Maires à tout prix

Les maires s'en vont et démissionnent de plus en plus. Le magazine Challenges du 1er août 2018 leur consacre un long article et nous allons voir de quoi il s'agit vraiment.
  1. Le gouvernement assiste en effet à une vague sans précédent de démissions de maires : usés par leur fonction, le nombre de maires ayant quitté leur fonction depuis 2014 est en hausse de 55 % par rapport à la précédente mandature !

Ces maires se disent "usés par leur fonction" et ont l'impression de trahir leurs électeurs.

Mais pourquoi cela?

Tout d'abord, il y a une baisse des dotations de l’État aux communes.

Cet effondrement est dû principalement à la réduction dramatique de la dotation globale de fonctionnement (DGF), principale contribution financière de l’État aux collectivités.

Selon l’Observatoire des finances locales (OFGL), la DGF, qui représentait 21 % des recettes de fonctionnement des communes en 2013, n’en représente plus que 14,8 % en 2017. De nombreuses communes ont vu leur DGF baisser de moitié en 5 ans. Et comme les autres recettes n’augmentent pas (la population tendant à s’appauvrir), cela signifie que de nombreuses communes rurales n’arrivent plus à survivre financièrement.

De plus, la taxe d'habitation a été supprimée alors qu'elle représentait 34% des recettes fiscales des communes et les contrats aidés ont été drastiquement baissés alors qu'ils étaient un moyen de soulager le budget des communes et de sauver les campagnes de la désertification.

Puis il y a les fusions forcées de communes.

L’effondrement des versements de l’État aux communes et les fusions forcées de communes, qui sont à l’origine de la destruction de la France rurale, ne sortent pas de nul part. Elles découlent directement des « Grandes orientations des politiques économiques » (GOPÉ) fixées chaque année pour la France, de façon totalement dictatoriale, par les technocrates non élus et non français de la Commission européenne.
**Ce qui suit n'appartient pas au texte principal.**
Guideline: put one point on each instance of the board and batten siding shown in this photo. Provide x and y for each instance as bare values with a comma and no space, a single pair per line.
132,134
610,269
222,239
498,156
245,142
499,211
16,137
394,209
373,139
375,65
Et cela en application de l’article 121 du Traité sur le fonctionnement de l’Union européenne. Pourquoi dictatoriale? Car l'article 121 oblige les états membres à appliquer ces directives sous peine d'une amende pouvant atteindre 0.2% de leur PIB (4.4 milliards d'euros pour la France).

Ces GOPE disant clairement qu'il fallait réduire le budget des collectivités territoriales ont été publiées au journal officiel de l'Union Européenne du 18 août 2015. Puis le 18 mai 2016, il y a eu un nouveau rapport des GOPE prévoyant de continuer les réductions des budgets avec une diminution de 3.3 milliards d'euros des dotations de l’État en 2016 et 3.7 milliards en 2017.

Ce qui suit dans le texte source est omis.